Lime Legal
LocalGov

Cooperative dividend

Published 12 January 2024

Cooperative and mutual housing in Europe is up to 20 times larger than in the UK. The benefits include better quality and accountability of housing delivery. So why is it so under-developed in this country, Chris Handy asks

The cooperative and mutual housing sector is flourishing. Above average resident satisfaction and sound management are at the heart of its success, according to the independent Commission on Cooperative and Mutual Housing, which has just published a report Bringing Democracy Home calling for expansion of the sector.

The report is timely. The call for more John Lewis-style partnerships and the welcoming of other mutual options in the public sector has come from Labour and the Conservatives. While Labour stresses the role of state funding in grassroots approaches to the NHS and the police, for example, ‘Red Tory’ Conservatives have a vision of a ‘big society’ with renewed civic engagement at the local level.

Our report concludes that housing would be the ideal policy arena in which co-operative and mutual approaches could be pioneered, not only to bring us in line with European countries which have far more developed mutual housing sectors – up to 20 times larger than the UK – but also to improve the quality, efficiency and accountability of housing delivery.

Cooperative and mutual housing offers benefits that go beyond performance indicators. People in the sector take more responsibility and feel a greater sense of belonging, identity and ownership. Members who started out with broken lives acknowledge how mutual housing provided opportunities to reshape their future. Support for acquiring skills and moving into work are positive attributes of the sector.

Our research revealed that most cooperative and mutual housing members would not want to live in any other type of housing, not least because of the mutually supportive communities they have created.

Good citizenship goes with the territory – whether tackling climate change, volunteering as school governors, transforming the wider neighbourhood, promoting trust, or participating in activities that foster community cohesion.

So why is cooperative and mutual housing under-developed in this country compared to the rest of Europe? In other countries, government policy works in sympathy with grassroots community development much more than in the UK. And there is a legacy of top-down approaches to housing development which suggests that ordinary people and communities can’t be trusted to make housing decisions.

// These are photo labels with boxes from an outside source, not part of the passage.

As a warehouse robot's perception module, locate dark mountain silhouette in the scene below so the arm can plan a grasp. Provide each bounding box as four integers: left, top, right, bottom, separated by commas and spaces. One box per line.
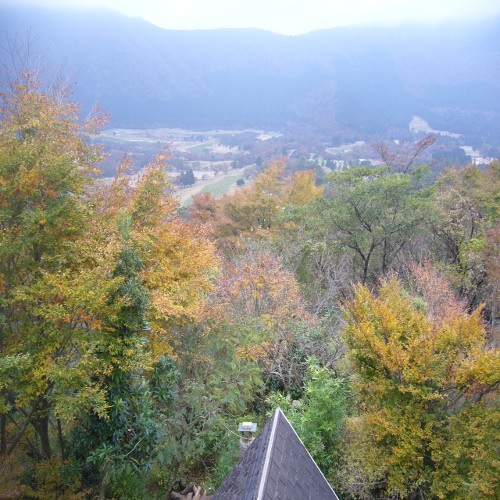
0, 7, 500, 144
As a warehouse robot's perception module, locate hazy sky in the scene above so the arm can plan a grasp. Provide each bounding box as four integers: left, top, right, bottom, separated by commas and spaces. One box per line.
7, 0, 500, 35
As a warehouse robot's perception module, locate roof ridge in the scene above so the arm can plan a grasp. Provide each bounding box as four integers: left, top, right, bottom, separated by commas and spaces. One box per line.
278, 407, 338, 499
256, 406, 286, 500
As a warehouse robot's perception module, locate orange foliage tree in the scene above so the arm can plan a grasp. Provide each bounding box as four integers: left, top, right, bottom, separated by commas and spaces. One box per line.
345, 268, 500, 498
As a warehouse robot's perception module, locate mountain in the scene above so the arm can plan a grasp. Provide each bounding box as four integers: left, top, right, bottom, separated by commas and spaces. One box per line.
0, 6, 500, 146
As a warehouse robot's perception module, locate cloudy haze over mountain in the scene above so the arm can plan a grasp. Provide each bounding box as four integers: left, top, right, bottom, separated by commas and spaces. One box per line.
0, 2, 500, 144
4, 0, 500, 35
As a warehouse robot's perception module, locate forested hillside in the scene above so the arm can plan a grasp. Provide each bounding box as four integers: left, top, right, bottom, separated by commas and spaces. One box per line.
0, 6, 500, 147
0, 64, 500, 499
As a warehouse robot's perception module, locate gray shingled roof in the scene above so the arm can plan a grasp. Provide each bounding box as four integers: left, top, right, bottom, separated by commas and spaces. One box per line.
212, 408, 338, 500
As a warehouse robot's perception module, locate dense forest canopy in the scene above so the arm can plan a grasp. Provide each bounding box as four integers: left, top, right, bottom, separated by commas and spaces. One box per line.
0, 51, 500, 498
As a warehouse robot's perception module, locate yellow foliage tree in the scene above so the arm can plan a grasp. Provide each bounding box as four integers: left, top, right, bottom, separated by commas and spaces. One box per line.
345, 269, 500, 498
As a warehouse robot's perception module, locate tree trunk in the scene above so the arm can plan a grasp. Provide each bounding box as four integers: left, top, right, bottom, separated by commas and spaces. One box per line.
36, 415, 52, 458
0, 415, 7, 455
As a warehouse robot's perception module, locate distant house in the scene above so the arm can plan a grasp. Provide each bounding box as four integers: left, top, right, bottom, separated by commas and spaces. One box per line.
212, 408, 338, 500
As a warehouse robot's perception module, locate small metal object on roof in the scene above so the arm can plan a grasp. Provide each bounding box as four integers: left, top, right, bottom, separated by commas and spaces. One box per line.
238, 422, 257, 432
212, 408, 338, 500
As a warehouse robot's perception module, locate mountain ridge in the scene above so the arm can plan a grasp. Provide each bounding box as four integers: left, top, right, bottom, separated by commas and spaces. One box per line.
0, 7, 500, 142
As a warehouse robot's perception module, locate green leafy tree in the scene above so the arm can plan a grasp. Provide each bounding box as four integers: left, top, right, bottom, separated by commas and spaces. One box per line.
268, 358, 347, 484
320, 167, 430, 283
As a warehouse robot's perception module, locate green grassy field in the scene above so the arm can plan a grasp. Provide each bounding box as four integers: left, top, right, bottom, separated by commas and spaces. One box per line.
182, 174, 242, 207
186, 142, 213, 153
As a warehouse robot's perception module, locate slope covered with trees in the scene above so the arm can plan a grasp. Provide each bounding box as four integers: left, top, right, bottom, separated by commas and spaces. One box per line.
0, 65, 500, 498
0, 6, 500, 147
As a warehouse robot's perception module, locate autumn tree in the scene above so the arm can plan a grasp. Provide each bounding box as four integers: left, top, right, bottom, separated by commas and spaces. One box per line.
0, 68, 113, 457
432, 162, 500, 314
345, 269, 500, 498
190, 161, 322, 247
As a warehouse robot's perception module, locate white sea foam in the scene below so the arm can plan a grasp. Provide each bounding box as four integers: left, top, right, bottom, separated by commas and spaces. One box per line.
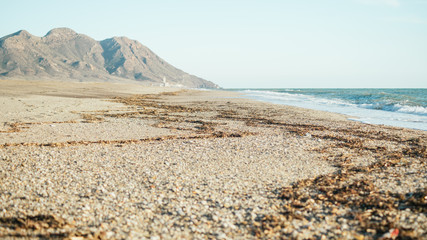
242, 90, 427, 130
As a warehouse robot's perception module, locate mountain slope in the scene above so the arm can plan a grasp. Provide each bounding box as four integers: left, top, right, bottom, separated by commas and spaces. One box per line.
0, 28, 218, 88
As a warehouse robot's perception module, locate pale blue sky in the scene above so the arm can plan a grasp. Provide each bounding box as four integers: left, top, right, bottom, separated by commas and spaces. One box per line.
0, 0, 427, 88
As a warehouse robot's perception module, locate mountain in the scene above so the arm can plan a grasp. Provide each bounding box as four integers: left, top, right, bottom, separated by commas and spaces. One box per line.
0, 28, 218, 88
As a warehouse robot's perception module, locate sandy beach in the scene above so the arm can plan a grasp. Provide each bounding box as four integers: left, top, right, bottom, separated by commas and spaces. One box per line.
0, 80, 427, 239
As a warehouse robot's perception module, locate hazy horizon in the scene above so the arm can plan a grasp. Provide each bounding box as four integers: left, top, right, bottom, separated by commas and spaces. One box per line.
0, 0, 427, 88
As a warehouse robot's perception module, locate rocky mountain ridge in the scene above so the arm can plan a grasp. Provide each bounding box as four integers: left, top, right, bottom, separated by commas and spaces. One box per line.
0, 28, 218, 88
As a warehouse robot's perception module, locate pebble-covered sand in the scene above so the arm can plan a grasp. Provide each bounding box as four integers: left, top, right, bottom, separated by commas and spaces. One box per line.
0, 81, 427, 239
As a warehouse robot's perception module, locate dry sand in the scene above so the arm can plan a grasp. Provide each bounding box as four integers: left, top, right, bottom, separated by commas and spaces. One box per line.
0, 81, 427, 239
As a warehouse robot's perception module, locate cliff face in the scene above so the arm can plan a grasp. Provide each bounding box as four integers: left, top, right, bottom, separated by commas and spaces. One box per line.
0, 28, 218, 88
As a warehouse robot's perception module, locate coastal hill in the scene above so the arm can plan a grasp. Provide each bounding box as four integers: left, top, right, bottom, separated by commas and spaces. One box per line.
0, 28, 218, 88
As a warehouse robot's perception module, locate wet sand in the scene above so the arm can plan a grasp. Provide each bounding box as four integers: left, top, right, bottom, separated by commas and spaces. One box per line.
0, 80, 427, 239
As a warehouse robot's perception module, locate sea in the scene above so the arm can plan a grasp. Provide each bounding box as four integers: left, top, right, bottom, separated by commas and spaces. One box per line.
230, 88, 427, 131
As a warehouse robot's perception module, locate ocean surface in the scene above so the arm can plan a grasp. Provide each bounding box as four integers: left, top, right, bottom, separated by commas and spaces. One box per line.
234, 88, 427, 131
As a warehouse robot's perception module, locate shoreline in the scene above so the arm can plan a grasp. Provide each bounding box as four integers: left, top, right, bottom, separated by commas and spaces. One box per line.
0, 81, 427, 239
229, 88, 427, 131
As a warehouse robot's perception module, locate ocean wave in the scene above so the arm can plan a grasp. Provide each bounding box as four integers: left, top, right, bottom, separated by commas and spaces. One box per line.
243, 89, 427, 116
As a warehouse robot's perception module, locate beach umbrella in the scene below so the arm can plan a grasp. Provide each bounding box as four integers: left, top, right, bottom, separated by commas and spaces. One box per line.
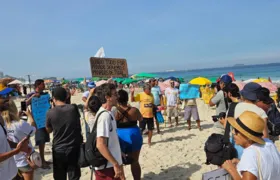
95, 80, 107, 87
209, 77, 218, 83
158, 82, 170, 94
163, 79, 180, 87
8, 79, 22, 85
164, 76, 177, 81
253, 78, 269, 83
91, 77, 101, 81
258, 82, 278, 92
232, 81, 246, 91
122, 78, 138, 84
133, 73, 157, 78
189, 77, 212, 86
243, 79, 256, 83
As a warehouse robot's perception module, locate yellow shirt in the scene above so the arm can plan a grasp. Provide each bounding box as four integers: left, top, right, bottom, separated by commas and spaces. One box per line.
134, 92, 154, 118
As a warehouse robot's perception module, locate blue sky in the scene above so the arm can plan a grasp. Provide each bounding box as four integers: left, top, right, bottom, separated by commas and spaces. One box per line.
0, 0, 280, 78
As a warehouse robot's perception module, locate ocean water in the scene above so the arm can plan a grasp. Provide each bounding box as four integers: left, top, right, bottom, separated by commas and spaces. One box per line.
155, 63, 280, 83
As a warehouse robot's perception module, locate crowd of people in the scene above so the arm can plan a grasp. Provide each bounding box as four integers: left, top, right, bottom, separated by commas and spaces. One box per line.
0, 75, 280, 180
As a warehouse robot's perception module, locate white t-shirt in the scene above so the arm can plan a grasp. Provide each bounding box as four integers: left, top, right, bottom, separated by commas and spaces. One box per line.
0, 126, 18, 180
95, 107, 122, 170
83, 91, 89, 98
234, 102, 267, 119
165, 88, 179, 107
237, 139, 280, 180
7, 120, 36, 167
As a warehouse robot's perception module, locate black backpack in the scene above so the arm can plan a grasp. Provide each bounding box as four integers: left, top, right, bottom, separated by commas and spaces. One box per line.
78, 111, 113, 169
204, 103, 237, 166
267, 104, 280, 136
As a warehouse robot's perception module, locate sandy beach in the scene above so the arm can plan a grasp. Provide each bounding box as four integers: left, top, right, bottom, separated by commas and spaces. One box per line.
12, 93, 280, 180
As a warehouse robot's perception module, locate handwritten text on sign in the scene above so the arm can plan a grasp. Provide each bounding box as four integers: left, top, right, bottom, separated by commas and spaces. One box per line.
179, 84, 200, 99
31, 94, 50, 129
202, 168, 232, 180
90, 57, 128, 78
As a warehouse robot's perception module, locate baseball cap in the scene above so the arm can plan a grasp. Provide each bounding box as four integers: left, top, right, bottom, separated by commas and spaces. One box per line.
240, 82, 262, 101
88, 82, 96, 89
220, 74, 232, 84
257, 87, 274, 104
0, 88, 13, 96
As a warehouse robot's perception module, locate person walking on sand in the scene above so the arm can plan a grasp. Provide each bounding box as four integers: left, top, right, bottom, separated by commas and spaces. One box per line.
95, 83, 125, 180
82, 82, 96, 102
26, 79, 51, 169
0, 88, 31, 180
46, 87, 83, 180
183, 99, 202, 131
115, 90, 143, 180
222, 111, 280, 180
149, 79, 162, 134
165, 80, 179, 127
130, 83, 155, 146
209, 75, 232, 134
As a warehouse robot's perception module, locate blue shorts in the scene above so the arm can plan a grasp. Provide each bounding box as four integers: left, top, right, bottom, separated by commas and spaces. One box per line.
117, 126, 143, 153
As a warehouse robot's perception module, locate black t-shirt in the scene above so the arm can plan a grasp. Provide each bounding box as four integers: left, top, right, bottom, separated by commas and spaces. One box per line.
46, 104, 83, 151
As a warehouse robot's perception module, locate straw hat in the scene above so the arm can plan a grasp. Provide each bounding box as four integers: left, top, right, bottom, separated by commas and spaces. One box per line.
227, 111, 265, 144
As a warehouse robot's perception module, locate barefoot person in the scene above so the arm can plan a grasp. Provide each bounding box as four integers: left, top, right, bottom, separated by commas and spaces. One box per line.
95, 83, 125, 180
115, 90, 143, 180
0, 88, 30, 180
1, 106, 36, 180
26, 79, 50, 169
46, 87, 83, 180
130, 84, 154, 146
184, 99, 202, 131
165, 81, 179, 127
222, 111, 280, 180
149, 79, 162, 133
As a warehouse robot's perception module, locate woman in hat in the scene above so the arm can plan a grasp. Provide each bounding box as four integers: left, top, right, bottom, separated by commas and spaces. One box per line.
0, 102, 36, 180
222, 111, 280, 180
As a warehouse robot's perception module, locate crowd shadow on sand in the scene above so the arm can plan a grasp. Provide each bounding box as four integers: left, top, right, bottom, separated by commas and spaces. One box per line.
143, 163, 201, 180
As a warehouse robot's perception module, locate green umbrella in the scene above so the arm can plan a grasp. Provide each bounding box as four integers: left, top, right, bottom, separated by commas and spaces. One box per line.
132, 73, 157, 78
122, 78, 138, 84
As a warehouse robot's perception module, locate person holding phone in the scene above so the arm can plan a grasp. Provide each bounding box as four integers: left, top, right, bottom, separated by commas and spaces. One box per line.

Yet a number of options already exist – cooperatives that collectively own and manage affordable homes, tenant management organisations leasing homes from other landlords, community gateways and mutuals offering resident involvement post-stock transfer, cohousing schemes, particularly for elderly and multi-generational communities, and community land trusts and mutual home ownership, couching aspirations for individual asset ownership in a community safety net.

All produce sustainable and mutually supportive communities with less reliance on the state, reducing the dependency of residents and moving away from detached managerialism. The commission is therefore challenging government, the social housing sector, the cooperative movement, financial institutions, and the cooperative and mutual housing sector itself to support the expansion of mutuality.

Greater political support is fundamental to make cooperative and mutual housing more widely available, along with a legal, regulatory and support framework sympathetic to a more democratic and localised housing system.

Our challenge to social housing providers is to recognise cooperative and mutual housing’s key role in helping the sector re-align its skills and expertise to encourage communities to take control.

A third challenge is to the wider cooperative movement, including commercial, financial and agricultural cooperatives, to put its dynamism, imagination and vision behind cooperative and mutual housing – the least developed sub-sector of the movement. In mutual terms, where people live is surely more important than where they shop or work.

The cooperative and mutual housing sector is also challenged to recognise that strong, transparent and accountable democratic governance needs to be built and maintained, and new support structures to help the sector expand have to be put into place. 

Funding is crucial. If cooperative and mutual housing – which the commission has shown to be a winner across a range of fronts – is to be available to more people and communities, a resources framework needs to be put into place. National and local government should work with the private sector to put into place sustainable mixed funding packages.

The commission concludes that the benefits of cooperative and mutual housing are indisputable and that democracy should start in the home. That is why we are calling for a target to be set that every town, village and community has a mutual housing organisation by 2030.

Dr Chris Handy is chief executive officer of Accord Housing Group and executive commissioner of the Commission on Cooperative and Mutual Housing.